GerichtsurteilWeniger Diensttage – Pflegeheime, Kitas und Schulen zittern um Zivis
Wegen eines Gerichtsurteils entfallen jährlich Zehntausende Arbeitsstunden von Zivis in Schulen, Altersheimen oder Spitälern. Für die Branchen, die so schon unter Personalmangel leiden, könnte das zum Problem werden.
Darum gehts
Weil ein Rekrut, der von der Durchdiener-RS in den Zivildienst gewechselt hat, vor Gericht ging, gelten seit kurzem neue Regeln.
Wer von der Durchdiener-RS in den Zivildienst wechselt, muss weniger Einsatztage leisten.
Wie viele Stunden wegfallen werden, ist noch unklar – die Zahl dürfte in die Zehntausende gehen.
Betroffen davon sind Pflegeheime, Schulen, Museen und viele weitere gemeinnützige Institutionen.
Sie arbeiten in Spitälern, gehen für ältere Menschen einkaufen und helfen bei der Pflege, unterstützen Lehrpersonen im Schulalltag, befreien Wiesen und Wälder von schädlichen Neophyten. Und sie helfen auch sonst dort aus, wo Personal gerade Mangelware ist: Zivildienstleistende sind in vielen Branchen zu einer unersetzbaren personellen Unterstützung geworden.
Jetzt fallen aber jährlich Zehntausende Arbeitsstunden weg. Grund dafür ist ein Urteil des Bundesverwaltungsgerichts vom letzten November: Ein Zivi, der von der Durchdiener-Rekrutenschule in den Zivildienst gewechselt hatte, gewann vor Gericht. Deshalb gilt jetzt eine neue Berechnungsgrundlage für die Diensttage im Zivildienst, wenn Rekruten die Durchdiener-RS abbrechen und in den Zivildienst wechseln (siehe unten).
900 Zivildienstleistende kontaktiert
Weil die Umsetzung des Urteils Vorlaufzeit benötigte, hat das Bundesamt für Zivildienst erst in den letzten Tagen Hunderte Zivildienstleistende kontaktiert: «Wir haben 700 Schreiben verschickt und zusätzlich mit 200 Betroffenen telefonisch Kontakt aufgenommen, etwa weil diese in einem laufenden Einsatz waren», sagt Thomas Brückner, Leiter Kommunikation beim Bundesamt für Zivildienst.
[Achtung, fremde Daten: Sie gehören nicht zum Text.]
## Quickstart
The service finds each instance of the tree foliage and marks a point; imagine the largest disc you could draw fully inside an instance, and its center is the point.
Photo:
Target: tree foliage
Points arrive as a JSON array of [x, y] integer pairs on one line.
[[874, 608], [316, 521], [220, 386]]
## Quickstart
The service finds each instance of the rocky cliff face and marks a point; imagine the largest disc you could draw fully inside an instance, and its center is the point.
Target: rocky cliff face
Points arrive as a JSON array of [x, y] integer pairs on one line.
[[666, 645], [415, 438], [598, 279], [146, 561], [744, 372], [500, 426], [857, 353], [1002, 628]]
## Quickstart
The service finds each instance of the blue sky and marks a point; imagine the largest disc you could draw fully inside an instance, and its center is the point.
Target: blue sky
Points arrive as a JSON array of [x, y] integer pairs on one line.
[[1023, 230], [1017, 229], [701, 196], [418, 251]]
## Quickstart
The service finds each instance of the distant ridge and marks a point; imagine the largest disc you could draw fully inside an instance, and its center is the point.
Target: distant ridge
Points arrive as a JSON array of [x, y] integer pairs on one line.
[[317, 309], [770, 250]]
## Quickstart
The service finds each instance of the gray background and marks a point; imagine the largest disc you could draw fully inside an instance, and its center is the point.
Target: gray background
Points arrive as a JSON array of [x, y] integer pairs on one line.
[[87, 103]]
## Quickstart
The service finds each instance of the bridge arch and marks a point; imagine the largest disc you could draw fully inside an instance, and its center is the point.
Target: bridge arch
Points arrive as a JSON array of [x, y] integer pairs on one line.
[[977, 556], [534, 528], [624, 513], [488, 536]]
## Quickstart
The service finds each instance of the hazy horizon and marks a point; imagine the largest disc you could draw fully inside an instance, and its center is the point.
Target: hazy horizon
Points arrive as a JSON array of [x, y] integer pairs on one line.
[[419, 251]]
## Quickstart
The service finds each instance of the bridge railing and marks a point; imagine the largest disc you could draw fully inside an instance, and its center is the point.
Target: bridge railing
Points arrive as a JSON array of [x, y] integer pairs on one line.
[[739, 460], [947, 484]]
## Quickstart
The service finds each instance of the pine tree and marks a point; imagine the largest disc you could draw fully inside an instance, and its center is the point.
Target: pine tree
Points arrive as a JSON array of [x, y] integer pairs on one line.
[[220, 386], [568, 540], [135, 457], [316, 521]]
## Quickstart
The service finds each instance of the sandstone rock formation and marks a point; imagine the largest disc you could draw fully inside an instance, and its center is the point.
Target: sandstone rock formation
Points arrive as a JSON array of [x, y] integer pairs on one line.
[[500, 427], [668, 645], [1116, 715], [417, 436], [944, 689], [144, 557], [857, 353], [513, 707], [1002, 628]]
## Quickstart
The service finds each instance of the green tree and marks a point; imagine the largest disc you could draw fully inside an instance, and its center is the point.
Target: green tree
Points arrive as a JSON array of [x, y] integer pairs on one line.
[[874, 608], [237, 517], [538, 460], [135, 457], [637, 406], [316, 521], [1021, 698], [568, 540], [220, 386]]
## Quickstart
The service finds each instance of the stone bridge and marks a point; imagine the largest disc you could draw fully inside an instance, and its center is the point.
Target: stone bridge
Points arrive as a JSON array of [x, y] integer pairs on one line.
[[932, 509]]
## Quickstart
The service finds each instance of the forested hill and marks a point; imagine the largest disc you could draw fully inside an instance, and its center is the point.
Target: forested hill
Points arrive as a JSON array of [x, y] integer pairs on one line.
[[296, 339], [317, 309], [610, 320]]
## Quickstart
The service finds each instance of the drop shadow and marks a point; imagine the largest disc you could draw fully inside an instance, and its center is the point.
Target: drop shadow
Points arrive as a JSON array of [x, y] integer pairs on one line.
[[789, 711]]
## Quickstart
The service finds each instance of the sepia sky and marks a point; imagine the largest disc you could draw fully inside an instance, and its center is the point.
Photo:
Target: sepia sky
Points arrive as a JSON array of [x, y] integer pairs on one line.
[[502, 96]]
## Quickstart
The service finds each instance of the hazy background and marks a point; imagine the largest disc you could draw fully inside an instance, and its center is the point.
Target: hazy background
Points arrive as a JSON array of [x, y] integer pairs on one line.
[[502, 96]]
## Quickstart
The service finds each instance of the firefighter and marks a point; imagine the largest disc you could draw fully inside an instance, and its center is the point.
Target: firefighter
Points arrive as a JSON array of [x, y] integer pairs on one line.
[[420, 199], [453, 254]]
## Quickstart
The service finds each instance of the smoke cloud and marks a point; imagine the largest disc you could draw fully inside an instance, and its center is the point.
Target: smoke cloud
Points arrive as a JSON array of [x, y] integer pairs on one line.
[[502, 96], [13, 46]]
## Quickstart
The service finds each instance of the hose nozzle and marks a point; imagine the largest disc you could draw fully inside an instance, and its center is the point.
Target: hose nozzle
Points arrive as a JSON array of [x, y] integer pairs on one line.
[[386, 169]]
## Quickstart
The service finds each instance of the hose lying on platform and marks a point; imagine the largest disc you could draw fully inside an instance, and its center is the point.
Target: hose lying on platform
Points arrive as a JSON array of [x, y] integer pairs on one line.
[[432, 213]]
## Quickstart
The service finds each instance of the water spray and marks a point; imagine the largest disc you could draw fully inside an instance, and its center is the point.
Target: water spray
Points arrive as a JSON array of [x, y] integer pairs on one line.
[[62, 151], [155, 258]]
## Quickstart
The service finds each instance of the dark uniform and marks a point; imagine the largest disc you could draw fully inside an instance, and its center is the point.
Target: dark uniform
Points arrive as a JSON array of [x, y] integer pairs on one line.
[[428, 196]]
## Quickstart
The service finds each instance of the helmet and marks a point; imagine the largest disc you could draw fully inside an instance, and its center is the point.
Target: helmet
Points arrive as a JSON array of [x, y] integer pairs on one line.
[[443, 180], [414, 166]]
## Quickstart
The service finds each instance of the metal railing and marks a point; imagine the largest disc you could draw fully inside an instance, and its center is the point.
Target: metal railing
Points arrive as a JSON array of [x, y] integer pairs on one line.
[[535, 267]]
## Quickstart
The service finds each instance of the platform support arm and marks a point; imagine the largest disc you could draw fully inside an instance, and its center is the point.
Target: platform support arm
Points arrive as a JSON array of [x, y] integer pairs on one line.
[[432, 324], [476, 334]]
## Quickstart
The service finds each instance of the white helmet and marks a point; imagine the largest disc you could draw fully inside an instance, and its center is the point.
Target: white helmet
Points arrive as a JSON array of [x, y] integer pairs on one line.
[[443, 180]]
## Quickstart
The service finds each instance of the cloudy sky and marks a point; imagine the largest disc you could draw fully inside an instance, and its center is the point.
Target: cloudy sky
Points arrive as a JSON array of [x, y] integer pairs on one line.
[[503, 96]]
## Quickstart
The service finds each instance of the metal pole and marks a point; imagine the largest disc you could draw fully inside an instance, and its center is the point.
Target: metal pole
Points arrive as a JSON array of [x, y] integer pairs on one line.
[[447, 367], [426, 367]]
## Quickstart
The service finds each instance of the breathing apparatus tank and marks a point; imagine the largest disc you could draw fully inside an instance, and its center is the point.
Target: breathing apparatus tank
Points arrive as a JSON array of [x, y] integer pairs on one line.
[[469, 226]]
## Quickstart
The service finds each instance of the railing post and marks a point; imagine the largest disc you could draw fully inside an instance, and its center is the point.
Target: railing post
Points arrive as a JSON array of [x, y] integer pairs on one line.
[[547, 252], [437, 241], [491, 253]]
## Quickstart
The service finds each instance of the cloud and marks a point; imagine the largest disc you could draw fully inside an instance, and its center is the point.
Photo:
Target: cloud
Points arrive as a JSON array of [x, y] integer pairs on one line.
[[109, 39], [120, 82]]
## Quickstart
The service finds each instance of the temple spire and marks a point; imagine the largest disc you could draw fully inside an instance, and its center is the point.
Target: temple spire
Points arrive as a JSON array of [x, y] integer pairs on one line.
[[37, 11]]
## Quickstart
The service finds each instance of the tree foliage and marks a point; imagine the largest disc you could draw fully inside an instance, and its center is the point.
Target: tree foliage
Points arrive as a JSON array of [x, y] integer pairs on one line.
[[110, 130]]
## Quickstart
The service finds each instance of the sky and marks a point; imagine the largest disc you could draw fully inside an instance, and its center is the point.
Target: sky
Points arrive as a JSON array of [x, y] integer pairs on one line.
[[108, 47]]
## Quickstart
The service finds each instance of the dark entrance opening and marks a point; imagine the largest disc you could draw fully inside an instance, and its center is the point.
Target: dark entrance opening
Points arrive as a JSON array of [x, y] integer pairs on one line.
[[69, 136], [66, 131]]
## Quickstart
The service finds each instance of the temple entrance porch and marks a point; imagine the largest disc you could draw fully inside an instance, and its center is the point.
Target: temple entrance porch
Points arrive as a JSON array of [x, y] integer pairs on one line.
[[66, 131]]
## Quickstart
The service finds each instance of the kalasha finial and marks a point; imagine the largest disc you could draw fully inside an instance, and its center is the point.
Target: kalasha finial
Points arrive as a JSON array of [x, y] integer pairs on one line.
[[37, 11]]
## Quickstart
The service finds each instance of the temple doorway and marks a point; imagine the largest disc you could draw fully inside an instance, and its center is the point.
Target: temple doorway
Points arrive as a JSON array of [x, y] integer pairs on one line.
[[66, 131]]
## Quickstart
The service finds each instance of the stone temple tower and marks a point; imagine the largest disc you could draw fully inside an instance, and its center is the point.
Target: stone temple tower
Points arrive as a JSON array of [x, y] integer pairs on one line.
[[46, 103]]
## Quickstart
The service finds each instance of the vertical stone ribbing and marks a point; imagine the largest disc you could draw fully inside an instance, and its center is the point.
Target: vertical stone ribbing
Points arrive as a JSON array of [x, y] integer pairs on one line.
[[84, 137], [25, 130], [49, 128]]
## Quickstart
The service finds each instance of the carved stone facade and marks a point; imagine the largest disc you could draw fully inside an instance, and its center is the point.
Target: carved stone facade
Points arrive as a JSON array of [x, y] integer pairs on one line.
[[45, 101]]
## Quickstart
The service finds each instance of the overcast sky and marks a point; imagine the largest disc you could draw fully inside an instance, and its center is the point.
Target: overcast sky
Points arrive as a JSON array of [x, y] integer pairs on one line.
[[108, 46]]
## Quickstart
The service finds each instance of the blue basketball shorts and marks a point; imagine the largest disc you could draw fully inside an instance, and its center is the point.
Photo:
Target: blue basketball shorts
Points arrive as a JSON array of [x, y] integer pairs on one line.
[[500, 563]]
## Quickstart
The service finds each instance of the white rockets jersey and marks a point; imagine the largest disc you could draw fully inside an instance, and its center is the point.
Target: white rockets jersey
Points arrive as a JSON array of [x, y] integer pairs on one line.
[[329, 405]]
Warst oder bist du im Zivildienst?
Wie viele Tage die 900 jungen Männer noch zu absolvieren gehabt hätten, ist abhängig davon, wie viele Diensttage sie bereits in der Armee geleistet haben. Brückner kann nicht sagen, in welchen Branchen diese künftig fehlen werden, denn: «Die Zivildienstleistenden entscheiden innerhalb bestehender Regeln selbst, wo sie ihren Dienst absolvieren wollen. Es ist per Gesetz so geregelt, dass sie dies in Branchen tun, wo Personalmangel herrscht.»
1,7 Millionen Zivildiensttage jedes Jahr
Sprich: Pflegeheime, Schulen, Museen oder andere gemeinnützige Institutionen schreiben ihren Bedarf an Plätzen für Zivildienstleistende aus, diese können sich dann für die Stelle melden. «Es werden bewusst mehr Stellen ausgeschrieben, damit sicher jeder einen Platz findet und die obligatorischen 26 Tage pro Jahr absolvieren kann», sagt Brückner.
Exakte Prognosen, wie viele Diensttage aufgrund der neuen Regelung jedes Jahr wegfallen werden, sind laut Brückner nicht möglich. «Im Vergleich zu den jährlich 1,7 Millionen geleisteten Zivildiensttagen dürfte die Zahl aber geringfügig sein», sagt er.
Trotzdem: In Schulen, Pflegeheimen, Kindertagesstätte oder Museen werden die Zivis fehlen. «Sie sind in der Betreuung und Pflege von älteren Menschen insbesondere im stationären Umfeld eine wichtige Ressource geworden», sagt etwa Peter Burri Follath, Leiter Kommunikation bei Pro Senectute. «Wird diese nun beschränkt, könnte sich die Situation in der Betreuung und Alterspflege in Einzelfällen weiter anspannen.» Auch Schulen, Kitas und Museen schlagen Alarm.